己の利のために平気で他者を裏切り、家臣が主君を殺す時代だ。とてもじゃないが、見せられたものではない。

……よもや、帝○書院も人の生死に関わる本を出したとは夢にも思ってはいまい。

そんな事を考えていると、唐突に声をかけられた。

「おお、司馬様ではありませんか」

その声の方向を向くと、見覚えのある顔があった。
俺は顔に笑みを浮かべて答えた。

「ああ、これはこれは伊藤殿。伊藤殿も何か熱田に所用ですかな」

話しかけてきた相手は、伊藤惣十郎。清洲伊藤屋を構える商家の御当主、豪商だ。
俺が硝石を率先して売却している相手でもある。
また、後に信長様に商人司に任じられて尾張や美濃の商人統制を行うのがこの人だ。
両国の間で取引される唐物や国産呉服を扱う商人たちの負担税額などを取り決めた事で知られる。

「ええ。ちょっと商売上の関係でして」
「なるほど。いや、商人が商売にきているのは当然。それくらいは察するべきでしたか」
「いえいえ、熱田に参拝しに来る事もありますから。ところで司馬様は何をしに熱田へ?」

にこやかに伊藤が何気ない様子で聞いてくる。
しかし、俺は伊藤の目を見て探りを入れてきていることを実感した。

この男、豪商だけあって結構侮れないのだ。
実際、初対面の時に硝石を売ろうとしたら、相当足元を見られた。
人当たりのいい笑みを浮かべているくせに、商いにおいては完全に容赦がないとでも言うかのように買い叩こうとしてきたのでこちらも猛反発したものだ。
事前に硝石の相場価格を把握していなかったら、売っていたかもしれない。

その後の値段交渉では、一先ず満足と言える程度には上手く事を運べたが、相当綱渡りだった。
信長様の家臣という立場を利用したり、あるいはこの熱田を拠点に尾張に数々の利権を持つ熱田加藤氏への売却を示唆したり。

……まぁ、こちらが一先ず満足の値段というのはあちらも満足の値段だったようで、やけにニコニコしていたのが今でも気に食わない。

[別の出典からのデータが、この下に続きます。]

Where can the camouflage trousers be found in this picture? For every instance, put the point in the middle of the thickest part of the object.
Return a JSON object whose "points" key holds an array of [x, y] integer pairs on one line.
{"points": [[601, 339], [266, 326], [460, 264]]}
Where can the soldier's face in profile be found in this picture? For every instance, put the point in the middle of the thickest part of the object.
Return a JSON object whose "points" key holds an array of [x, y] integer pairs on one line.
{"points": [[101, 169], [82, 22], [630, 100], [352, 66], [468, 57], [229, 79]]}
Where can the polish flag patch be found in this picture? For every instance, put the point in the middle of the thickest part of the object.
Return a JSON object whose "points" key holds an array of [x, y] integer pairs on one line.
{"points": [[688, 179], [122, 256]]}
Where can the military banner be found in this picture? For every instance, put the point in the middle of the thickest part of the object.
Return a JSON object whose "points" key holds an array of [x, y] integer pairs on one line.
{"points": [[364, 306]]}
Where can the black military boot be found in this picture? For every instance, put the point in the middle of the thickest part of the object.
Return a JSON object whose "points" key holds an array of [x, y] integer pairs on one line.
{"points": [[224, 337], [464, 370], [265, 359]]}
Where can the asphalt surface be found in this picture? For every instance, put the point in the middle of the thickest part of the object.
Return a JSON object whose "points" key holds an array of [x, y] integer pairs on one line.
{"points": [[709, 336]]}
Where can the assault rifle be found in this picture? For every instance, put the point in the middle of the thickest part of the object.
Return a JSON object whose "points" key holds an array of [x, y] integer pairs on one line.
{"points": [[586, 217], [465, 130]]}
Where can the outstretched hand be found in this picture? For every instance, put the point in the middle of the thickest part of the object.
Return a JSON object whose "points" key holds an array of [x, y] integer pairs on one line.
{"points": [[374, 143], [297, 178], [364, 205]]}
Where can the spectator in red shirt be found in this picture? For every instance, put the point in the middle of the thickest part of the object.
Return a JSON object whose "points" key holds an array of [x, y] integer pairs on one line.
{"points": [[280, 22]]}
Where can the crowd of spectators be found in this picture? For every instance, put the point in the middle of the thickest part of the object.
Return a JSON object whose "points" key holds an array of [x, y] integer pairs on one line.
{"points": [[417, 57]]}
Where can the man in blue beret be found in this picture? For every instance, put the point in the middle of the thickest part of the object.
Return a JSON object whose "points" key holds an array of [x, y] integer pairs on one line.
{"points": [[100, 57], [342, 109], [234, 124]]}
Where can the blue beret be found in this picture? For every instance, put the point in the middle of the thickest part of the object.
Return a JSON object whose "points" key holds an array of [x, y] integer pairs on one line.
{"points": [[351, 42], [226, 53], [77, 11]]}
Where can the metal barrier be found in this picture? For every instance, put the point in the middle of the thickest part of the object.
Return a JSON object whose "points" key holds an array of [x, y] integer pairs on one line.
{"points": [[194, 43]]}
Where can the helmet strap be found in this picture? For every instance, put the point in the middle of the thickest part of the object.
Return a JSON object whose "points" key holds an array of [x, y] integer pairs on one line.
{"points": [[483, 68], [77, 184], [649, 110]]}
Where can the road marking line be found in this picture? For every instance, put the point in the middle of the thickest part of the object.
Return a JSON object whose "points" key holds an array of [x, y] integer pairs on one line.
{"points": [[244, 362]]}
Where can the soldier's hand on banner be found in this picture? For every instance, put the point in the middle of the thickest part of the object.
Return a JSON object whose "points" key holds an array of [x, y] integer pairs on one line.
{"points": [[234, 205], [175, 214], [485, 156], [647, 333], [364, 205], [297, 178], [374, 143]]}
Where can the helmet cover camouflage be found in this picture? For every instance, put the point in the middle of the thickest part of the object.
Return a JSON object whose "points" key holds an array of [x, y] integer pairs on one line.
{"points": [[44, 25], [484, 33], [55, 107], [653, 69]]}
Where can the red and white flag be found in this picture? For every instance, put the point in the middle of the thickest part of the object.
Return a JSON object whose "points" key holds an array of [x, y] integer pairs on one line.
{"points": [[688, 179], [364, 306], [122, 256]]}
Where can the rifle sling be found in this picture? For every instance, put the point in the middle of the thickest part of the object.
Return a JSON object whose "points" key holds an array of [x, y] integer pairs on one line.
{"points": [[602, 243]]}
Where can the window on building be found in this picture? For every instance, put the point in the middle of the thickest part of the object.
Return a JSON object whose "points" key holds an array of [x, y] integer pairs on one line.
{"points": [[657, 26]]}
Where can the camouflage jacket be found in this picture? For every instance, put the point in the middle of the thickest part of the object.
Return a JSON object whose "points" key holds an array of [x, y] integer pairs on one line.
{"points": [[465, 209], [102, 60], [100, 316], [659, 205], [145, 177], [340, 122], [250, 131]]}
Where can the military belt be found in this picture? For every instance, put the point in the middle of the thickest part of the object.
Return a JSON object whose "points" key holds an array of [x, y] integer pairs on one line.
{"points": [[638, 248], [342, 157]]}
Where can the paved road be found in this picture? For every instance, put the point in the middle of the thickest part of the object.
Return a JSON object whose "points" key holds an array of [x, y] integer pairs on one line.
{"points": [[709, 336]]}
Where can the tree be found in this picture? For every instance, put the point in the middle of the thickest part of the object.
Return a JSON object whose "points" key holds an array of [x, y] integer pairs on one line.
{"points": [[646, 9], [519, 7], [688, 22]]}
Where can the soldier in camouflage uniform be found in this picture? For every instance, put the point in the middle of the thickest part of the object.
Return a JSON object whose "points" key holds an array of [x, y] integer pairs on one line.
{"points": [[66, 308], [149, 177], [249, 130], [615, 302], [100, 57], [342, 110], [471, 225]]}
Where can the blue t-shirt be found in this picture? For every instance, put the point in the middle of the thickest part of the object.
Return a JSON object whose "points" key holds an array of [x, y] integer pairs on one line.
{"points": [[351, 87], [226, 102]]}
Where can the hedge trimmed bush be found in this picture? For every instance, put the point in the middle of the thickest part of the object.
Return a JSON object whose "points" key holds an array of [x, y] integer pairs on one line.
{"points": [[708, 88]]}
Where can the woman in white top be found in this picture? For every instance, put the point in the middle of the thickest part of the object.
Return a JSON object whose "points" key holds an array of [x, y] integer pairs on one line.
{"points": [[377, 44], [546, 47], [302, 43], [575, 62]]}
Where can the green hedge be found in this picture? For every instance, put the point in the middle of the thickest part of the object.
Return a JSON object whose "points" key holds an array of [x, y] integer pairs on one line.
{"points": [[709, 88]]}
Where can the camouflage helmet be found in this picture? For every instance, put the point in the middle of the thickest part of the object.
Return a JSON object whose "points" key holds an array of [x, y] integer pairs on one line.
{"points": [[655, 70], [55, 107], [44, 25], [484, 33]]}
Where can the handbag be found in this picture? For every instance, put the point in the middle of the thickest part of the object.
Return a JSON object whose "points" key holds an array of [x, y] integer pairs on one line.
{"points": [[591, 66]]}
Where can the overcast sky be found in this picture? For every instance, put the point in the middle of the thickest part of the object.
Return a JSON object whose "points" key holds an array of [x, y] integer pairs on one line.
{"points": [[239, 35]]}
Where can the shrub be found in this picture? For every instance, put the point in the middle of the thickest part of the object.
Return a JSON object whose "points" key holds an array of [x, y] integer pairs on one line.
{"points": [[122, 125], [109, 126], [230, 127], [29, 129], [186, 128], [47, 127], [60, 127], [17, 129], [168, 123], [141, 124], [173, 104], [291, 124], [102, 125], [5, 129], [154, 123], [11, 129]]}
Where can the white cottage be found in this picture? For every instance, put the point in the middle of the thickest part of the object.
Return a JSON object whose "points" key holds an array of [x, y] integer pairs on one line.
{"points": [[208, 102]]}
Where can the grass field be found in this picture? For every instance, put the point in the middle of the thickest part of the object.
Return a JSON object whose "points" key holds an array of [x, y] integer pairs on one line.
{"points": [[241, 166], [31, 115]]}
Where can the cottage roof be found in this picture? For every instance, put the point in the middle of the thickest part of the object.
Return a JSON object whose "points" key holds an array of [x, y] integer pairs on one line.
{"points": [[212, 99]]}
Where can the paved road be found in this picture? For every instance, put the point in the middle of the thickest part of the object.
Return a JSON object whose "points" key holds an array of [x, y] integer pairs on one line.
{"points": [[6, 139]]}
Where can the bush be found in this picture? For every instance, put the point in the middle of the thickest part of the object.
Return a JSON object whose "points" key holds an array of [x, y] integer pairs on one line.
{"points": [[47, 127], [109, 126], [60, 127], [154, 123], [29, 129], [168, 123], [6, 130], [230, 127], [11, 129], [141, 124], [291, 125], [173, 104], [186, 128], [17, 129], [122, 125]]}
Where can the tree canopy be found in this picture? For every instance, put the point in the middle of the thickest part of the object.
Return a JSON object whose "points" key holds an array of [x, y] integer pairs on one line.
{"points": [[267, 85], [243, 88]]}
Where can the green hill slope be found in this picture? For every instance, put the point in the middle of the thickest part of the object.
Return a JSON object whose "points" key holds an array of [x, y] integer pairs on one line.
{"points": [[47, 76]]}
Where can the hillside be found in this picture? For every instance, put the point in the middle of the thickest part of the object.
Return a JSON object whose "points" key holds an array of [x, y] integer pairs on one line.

硝石は売り手市場だからだろうとは思うが、結構暴利を貪っているのだろうなと思うと寒気がしてくる。
ただ、伊藤とのコネを作れたというのは大きい。そう考えるのならば、アレは言わば投資とでも思ったほうがいいだろう。
その方が多少は溜飲も下がるというものだ。

「司馬様?」
「ん? ……ああ、熱田へ来たのは神人衆へ頼み事をしにちょっとな」
「ははぁ、左様でございましたか……」

具体的な内容は話さなかったが、伊藤は何度も頷くばかりで、それ以上は突っ込んで聞いてこないようだ。
今後の関係を踏まえ、俺に不快感や不信感を与えないように配慮しているのだろうか?
まぁ俺からではなく、神人衆からにでも聞けばいいだけの話ではあるが、見習うべき深謀遠慮だろう。
俺には武力と言えるようなものはないのだから、頭で出世するしかないのだし。

それからは他愛もない世間話をしつつ、美濃の状況を聞いたり、織田家の話をしたり、あるいは商売の話に花を咲かせた。
そうする事によって、お互いの情報をそれとなく交換したのだ。
とはいえ、ずっとそうしている訳もなく、切りのいいところで話を終わらせる。

「ああ、話に夢中になってましたが、そろそろ行きませんと」
「左様ですか。いや、お引止めして申し訳ありませんでした」
「いやいや、今度もまた見かけましたら気にせず声をかけてください。こちらも何か儲け話の一つでもあれば伊藤殿に知らせますよ。では」

互いにお辞儀をして別れる。
供の者は全員が暇そうにしていたが、こちらの話が終わったことで、ようやく動けると安堵しているように見受けられた。
彼らには何も配慮しなかったが、今度からは多少注意しておこう。

学んでおく事、考えておく事。それはまだまだ数多にあった。
戦国を生き抜いていくには、まだまだ俺も甘いんだろうと、空の雲を眺めながらぼんやり思った。